Inside Logistics

Pallet rack safety myths

Ensuring the safety of storage systems and warehouse workers


An engineer is required to sign off on any modifications made to the racking. (Photo: Thinkstock)

April 8, 2013
by Chuck Leon

Chuck Leon

Racking and storage systems loom large and carry a heavy load. Your employees move around them all day long, loading and unloading them (and in some retail environments, the customers do the same too)—and yet, too often, racking systems are overlooked when it comes to health and safety.

Pallet racks are common in DCs, warehouses, retail operations, and manufacturing plants. Whether you installed them yourself or you inherited them when you purchased the space, you are required to adhere to standards, and to protect employees and customers from harm when they are working around them.

In November 2011, the Ontario Ministry of Labour conducted a racking blitz and inspected over 977 workplaces. The blitz resulted in over 3,063 orders being issued, including 118 stop work orders.

Here are five common myths about racking safety that should be addressed.

MYTH 1: There are no standards for the safe use of pallet racks.

This isn’t true at all. In Ontario, the Occupational Health and Safety Act (OHSA) says companies must maintain equipment in good condition (OHSA, section 25(1)(b)) and provide safety information and instruction to workers as appropriate (OHSA, section 25(2)(a)). Sections 7 (pre-start health and safety review), 45 (manual material handling) and 51 (lift truck safety) of the Industrial Establishments Regulation are also important.

The first step to ensuring the safe use of pallet racks is to access a recognized source for proper procedures. The Canadian Standards Association (CSA) has two standards that provide the information you need:

  • CSA A344.1-05 User Guide for Steel Storage Racks;
  • CSA A344.2-05 Standard for the Design and Construction of Steel Storage Racks.

MYTH 2: Pallet racks collapse solely due to errors in installation.

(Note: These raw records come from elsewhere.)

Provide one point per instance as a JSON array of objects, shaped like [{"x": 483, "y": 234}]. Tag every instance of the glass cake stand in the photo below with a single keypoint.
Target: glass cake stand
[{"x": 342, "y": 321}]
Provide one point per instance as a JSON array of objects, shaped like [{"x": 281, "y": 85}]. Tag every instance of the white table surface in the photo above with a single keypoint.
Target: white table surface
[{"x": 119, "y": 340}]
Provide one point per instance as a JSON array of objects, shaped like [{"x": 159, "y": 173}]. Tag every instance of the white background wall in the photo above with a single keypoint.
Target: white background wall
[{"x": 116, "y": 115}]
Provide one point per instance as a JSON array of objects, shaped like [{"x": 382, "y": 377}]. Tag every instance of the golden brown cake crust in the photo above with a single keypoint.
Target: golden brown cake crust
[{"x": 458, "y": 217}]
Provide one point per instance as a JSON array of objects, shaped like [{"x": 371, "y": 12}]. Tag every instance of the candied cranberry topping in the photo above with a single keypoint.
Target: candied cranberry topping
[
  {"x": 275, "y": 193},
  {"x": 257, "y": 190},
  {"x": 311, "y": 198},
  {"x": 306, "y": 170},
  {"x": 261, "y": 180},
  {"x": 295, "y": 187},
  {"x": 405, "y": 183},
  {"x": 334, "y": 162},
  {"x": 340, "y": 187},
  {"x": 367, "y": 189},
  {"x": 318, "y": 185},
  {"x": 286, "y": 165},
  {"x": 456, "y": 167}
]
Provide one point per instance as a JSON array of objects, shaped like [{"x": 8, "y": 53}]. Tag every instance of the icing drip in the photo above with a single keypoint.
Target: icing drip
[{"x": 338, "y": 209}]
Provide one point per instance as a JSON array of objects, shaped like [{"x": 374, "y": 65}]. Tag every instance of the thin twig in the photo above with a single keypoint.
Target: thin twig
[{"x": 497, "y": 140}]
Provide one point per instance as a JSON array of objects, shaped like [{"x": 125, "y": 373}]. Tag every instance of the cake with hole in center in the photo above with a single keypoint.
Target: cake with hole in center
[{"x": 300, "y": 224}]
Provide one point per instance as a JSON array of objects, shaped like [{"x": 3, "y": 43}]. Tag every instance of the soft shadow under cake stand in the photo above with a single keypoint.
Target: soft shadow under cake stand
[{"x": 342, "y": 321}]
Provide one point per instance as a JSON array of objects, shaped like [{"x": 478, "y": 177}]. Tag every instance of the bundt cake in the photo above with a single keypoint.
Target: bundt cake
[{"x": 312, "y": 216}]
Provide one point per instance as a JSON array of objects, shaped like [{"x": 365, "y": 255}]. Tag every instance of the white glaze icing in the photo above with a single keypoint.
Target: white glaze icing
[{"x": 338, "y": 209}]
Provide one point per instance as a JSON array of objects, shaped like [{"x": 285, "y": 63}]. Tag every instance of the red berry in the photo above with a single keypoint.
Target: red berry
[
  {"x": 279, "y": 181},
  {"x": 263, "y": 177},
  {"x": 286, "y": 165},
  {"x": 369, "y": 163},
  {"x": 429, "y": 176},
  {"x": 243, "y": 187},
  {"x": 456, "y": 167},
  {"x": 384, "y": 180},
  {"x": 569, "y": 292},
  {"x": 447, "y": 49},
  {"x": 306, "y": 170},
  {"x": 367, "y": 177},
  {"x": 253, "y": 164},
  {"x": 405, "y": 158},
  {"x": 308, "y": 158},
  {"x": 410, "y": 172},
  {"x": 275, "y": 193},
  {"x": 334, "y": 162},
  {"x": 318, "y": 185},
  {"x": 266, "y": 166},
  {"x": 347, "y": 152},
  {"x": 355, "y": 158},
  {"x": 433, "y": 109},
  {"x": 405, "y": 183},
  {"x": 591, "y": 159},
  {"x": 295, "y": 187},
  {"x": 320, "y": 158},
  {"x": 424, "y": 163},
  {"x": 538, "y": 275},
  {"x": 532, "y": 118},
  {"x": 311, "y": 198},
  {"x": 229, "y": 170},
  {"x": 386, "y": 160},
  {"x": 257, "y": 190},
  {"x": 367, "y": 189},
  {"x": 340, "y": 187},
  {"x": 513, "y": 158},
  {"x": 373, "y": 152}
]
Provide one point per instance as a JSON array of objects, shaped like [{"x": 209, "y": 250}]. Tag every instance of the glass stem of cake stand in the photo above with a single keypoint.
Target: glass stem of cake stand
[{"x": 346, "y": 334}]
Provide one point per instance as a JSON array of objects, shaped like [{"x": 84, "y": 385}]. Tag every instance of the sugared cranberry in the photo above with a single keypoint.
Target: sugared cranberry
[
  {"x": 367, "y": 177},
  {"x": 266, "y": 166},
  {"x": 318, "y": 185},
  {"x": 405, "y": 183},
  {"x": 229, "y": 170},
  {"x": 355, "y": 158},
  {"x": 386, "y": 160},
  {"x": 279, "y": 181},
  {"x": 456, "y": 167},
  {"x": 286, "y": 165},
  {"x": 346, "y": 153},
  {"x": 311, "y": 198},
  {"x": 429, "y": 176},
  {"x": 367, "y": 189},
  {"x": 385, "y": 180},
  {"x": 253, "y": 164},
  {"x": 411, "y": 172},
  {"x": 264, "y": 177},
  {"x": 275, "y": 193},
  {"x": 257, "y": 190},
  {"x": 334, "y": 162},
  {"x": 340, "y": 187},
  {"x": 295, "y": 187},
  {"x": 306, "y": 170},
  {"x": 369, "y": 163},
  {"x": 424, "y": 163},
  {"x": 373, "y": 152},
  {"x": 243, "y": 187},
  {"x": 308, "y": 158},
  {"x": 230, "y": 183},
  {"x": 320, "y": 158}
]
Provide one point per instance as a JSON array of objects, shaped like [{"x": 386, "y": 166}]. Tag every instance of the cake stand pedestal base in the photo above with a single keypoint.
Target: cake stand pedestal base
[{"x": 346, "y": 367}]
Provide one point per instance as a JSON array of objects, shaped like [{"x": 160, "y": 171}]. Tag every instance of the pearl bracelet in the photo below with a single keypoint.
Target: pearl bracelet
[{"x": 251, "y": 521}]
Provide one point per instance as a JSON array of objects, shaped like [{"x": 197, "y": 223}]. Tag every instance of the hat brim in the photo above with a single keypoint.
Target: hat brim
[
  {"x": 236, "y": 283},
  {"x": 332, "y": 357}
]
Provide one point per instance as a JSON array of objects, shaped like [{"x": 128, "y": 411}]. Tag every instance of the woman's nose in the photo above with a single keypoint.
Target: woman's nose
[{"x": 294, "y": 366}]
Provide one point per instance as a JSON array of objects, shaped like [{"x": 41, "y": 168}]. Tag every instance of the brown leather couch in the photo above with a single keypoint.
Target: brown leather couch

Racks collapse due to poor design, incorrect installation, improper use, or flawed maintenance and repairs.

You should work with a reputable rack installation company to assess your storage needs and ensure you obtain the correct product. The same company should do the installation. You should conduct regular and thorough inspections using a checklist to help you focus on priorities and look for signs of damage such as cracked paint, dents and damaged components. Any damage discovered should be repaired.

MYTH 3: Inspection frequency depends upon damage and accident rates.

According to the CSA User Guide for Steel Storage Racks, the frequency of racking inspections should be governed by a number of factors, including the nature of the environment where the pallet rack is located, frequency of damage and local safety regulations.

You should always know what your local regulations for inspections are, and conduct inspections more frequency if you have a high incidence of racking damage and/or move product to and from storage racks on a frequent basis.

MYTH 4: If modifications to existing racking are made, the manufacturer assumes liability.

If racking modifications are made and not engineer-approved, the liability of a collapse will rest with the owner of the racking. If the racking was there when you moved in, you’re still obligated to have the appropriate drawings and paperwork to show that standards were met. If you don’t, you’ll need to conduct a pre-start inspection. Do not attempt modifications or repairs without approval from a certified engineer or a rack maintenance repair company.

MYTH 5: Keeping employees safe around racking requires little training or supervision.

Supervisors need to take a “hands on” approach. That means walking the floor of the warehouse on a regular basis and observing the work habits of employees. You also need to be involved in the inspection process. It’s critical that you are properly trained so you understand what you’re looking for and can spot potential hazards or unsafe behaviour before an incident occurs.

Storing items on multi-level racking systems is a learned skill. Employees need to be provided with the appropriate training to ensure they are using the equipment properly, they know how to do their jobs safely and they have the ability to spot potential issues and problems before they arise.

A successful racking safety program is a shared responsibility. It requires a commitment from all levels of the organization and the investment of time and resources.

Chuck Leon is a warehouse/material handling specialist with Workplace Safety & Prevention Services, part of Health and Safety Ontario. He is a Certified Registered Safety Professional (CRSP) with a Professional Materials Management (PMM) designation.